The ancient Castilians of the same period, very different from their Gothic ancestors, seem to have conceded to the Israelites somewhat of the feelings of respect which were extorted from them by the superior civilisation of the Spanish Arabs. We find eminent Jews residing in the courts of the Christian princes, directing their studies, attending them as physicians, or more frequently administering their finances. For this last vocation they seem to have had a natural aptitude; and, indeed, the correspondence which they maintained with the different countries of Europe by means of their own countrymen, who acted as the brokers of almost every people among whom they were scattered during the Middle Ages, afforded them peculiar facilities both in politics and commerce. We meet with Jewish scholars and statesmen attached to the courts of Alfonso X, Alfonso XI, Pedro the Cruel, Henry (Enrique) II, and other princes. Their astronomical science recommended them in a special manner to Alfonso el Sabio, who employed them in the construction of his celebrated tables. James I of Aragon condescended to receive instruction from them in ethics; and in the fifteenth century we notice Juan (John) II of Castile employing a Jewish secretary in the compilation of a national Cancionero.

But all this royal patronage proved incompetent to protect the Jews when their flourishing fortunes had risen to a sufficient height to excite popular envy, augmented as it was by that profuse ostentation of equipage and apparel for which this singular people, notwithstanding their avarice, have usually shown a predilection. Stories were circulated of their contempt for the Catholic worship, their desecration of its most holy symbols, and of their crucifixion, or other sacrifice, of Christian children at the celebration of their own passover. With these foolish calumnies, the more probable charge of usury and extortion was industriously preferred against them; till at length, towards the close of the fourteenth century, the fanatical populace, stimulated in many instances by the no less fanatical clergy, and perhaps encouraged by the numerous class of debtors to the Jews, who found this a convenient mode of settling their accounts, made a fierce assault on this unfortunate people in Castile and Aragon, breaking into their houses, violating their most private sanctuaries, scattering their costly collections and furniture, and consigning the wretched proprietors to indiscriminate massacre, without regard to sex or age.

“Conversion” of the Jews

A Jew of the Middle Ages

In this crisis the only remedy left to the Jews was a real or feigned conversion to Christianity. St. Vincent Ferrier, a Dominican of Valencia, performed such a quantity of miracles, in furtherance of this purpose, as might have excited the envy of any saint in the calendar; and these, aided by his eloquence, are said to have changed the hearts of no less than thirty-five thousand of the race of Israel, which doubtless must be reckoned the greatest miracle of all.

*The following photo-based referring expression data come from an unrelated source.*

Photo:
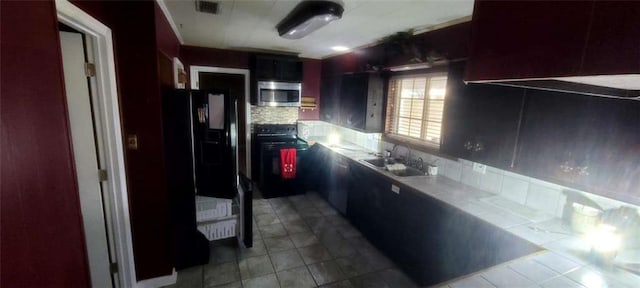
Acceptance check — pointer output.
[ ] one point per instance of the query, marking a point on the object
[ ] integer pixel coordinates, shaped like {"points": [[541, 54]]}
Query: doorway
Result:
{"points": [[94, 121], [87, 156]]}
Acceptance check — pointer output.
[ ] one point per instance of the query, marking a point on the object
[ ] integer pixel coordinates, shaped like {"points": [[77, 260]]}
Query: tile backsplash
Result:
{"points": [[319, 129], [531, 192], [273, 115]]}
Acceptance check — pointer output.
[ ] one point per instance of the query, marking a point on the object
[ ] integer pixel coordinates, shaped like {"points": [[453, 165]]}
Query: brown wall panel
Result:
{"points": [[41, 227]]}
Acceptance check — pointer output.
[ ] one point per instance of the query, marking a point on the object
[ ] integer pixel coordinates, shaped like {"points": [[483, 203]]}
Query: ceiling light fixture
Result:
{"points": [[339, 48], [307, 17]]}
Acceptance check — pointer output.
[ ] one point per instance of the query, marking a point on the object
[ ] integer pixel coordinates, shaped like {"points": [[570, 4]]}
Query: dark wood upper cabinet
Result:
{"points": [[330, 98], [480, 120], [353, 100], [277, 68], [547, 39], [613, 46], [361, 97], [587, 143]]}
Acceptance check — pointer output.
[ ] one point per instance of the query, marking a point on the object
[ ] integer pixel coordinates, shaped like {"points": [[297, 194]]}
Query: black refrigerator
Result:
{"points": [[200, 140]]}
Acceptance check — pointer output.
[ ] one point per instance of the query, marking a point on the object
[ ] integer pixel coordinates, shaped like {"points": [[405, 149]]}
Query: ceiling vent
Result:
{"points": [[207, 7]]}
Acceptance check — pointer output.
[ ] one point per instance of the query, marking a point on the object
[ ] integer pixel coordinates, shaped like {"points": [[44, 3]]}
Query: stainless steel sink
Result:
{"points": [[409, 171], [378, 162]]}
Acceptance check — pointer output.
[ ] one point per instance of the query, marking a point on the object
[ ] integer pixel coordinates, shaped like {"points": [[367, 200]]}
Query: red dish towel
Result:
{"points": [[288, 163]]}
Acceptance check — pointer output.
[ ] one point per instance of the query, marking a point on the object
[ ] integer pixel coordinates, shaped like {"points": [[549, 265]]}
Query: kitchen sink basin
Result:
{"points": [[409, 171], [378, 162]]}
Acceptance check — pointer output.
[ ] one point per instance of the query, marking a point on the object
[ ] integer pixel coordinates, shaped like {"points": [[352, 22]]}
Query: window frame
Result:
{"points": [[405, 139]]}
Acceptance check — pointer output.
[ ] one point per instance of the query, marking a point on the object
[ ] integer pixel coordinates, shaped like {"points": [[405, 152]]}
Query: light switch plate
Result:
{"points": [[480, 168]]}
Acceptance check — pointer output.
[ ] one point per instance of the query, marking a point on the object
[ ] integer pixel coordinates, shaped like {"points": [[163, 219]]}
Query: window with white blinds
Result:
{"points": [[415, 105]]}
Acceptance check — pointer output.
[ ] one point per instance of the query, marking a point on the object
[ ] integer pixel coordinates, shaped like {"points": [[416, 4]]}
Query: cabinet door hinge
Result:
{"points": [[89, 69], [102, 175], [113, 268]]}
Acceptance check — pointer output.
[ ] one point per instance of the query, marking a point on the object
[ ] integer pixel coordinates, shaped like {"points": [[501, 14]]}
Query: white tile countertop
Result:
{"points": [[563, 263]]}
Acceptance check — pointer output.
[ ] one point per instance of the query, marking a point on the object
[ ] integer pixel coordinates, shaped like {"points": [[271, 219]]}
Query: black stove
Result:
{"points": [[268, 140]]}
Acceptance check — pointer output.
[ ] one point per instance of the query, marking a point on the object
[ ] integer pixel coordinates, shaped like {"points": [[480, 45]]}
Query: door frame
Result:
{"points": [[194, 70], [108, 125]]}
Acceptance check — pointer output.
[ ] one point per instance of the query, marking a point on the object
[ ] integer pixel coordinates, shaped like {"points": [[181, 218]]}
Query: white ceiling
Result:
{"points": [[250, 24]]}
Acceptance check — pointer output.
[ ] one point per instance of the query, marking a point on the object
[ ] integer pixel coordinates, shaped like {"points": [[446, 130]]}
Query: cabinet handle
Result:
{"points": [[478, 147], [468, 145], [565, 167], [582, 170]]}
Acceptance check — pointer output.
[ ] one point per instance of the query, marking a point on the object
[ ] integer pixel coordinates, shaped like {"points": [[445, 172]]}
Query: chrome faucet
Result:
{"points": [[406, 157]]}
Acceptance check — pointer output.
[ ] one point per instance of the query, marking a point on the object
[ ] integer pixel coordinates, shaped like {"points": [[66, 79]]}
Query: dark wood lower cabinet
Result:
{"points": [[430, 240]]}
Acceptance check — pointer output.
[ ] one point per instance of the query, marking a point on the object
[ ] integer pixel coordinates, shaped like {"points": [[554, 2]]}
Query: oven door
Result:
{"points": [[271, 182]]}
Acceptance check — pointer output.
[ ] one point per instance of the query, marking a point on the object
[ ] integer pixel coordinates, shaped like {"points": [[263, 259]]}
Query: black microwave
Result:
{"points": [[272, 93]]}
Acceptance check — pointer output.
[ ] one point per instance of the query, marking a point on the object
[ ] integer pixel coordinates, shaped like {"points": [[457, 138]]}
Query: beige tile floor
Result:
{"points": [[299, 241]]}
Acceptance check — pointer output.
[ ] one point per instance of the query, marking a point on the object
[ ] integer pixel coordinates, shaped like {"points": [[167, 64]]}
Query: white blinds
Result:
{"points": [[415, 106]]}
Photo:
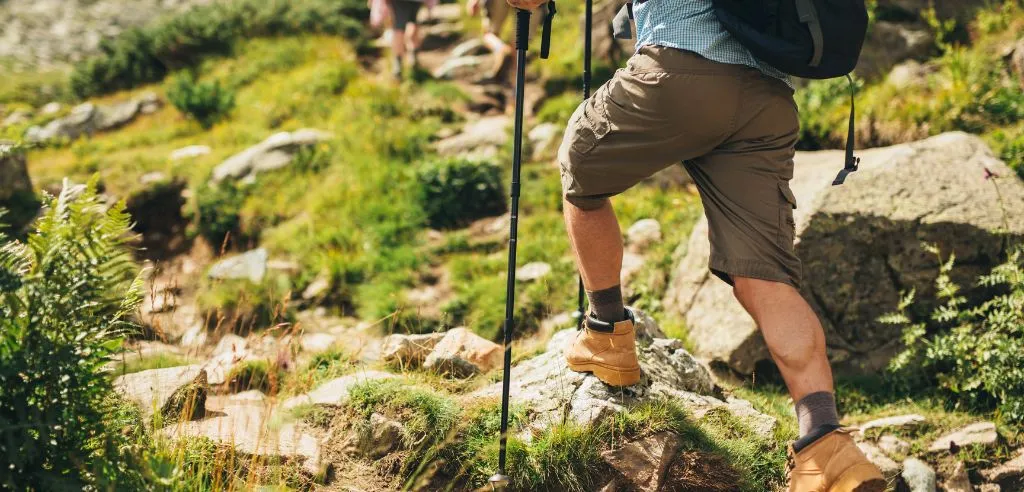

The legislative enactments of this period, and still more under Juan II during the first half of the fifteenth century, were uncommonly severe upon the Jews. While they were prohibited from mingling freely with the Christians, and from exercising the professions for which they were best qualified, their residence was restricted within certain prescribed limits of the cities which they inhabited; and they were not only debarred from their usual luxury of ornament in dress, but were held up to public scorn, as it were, by some peculiar badge or emblem embroidered on their garments.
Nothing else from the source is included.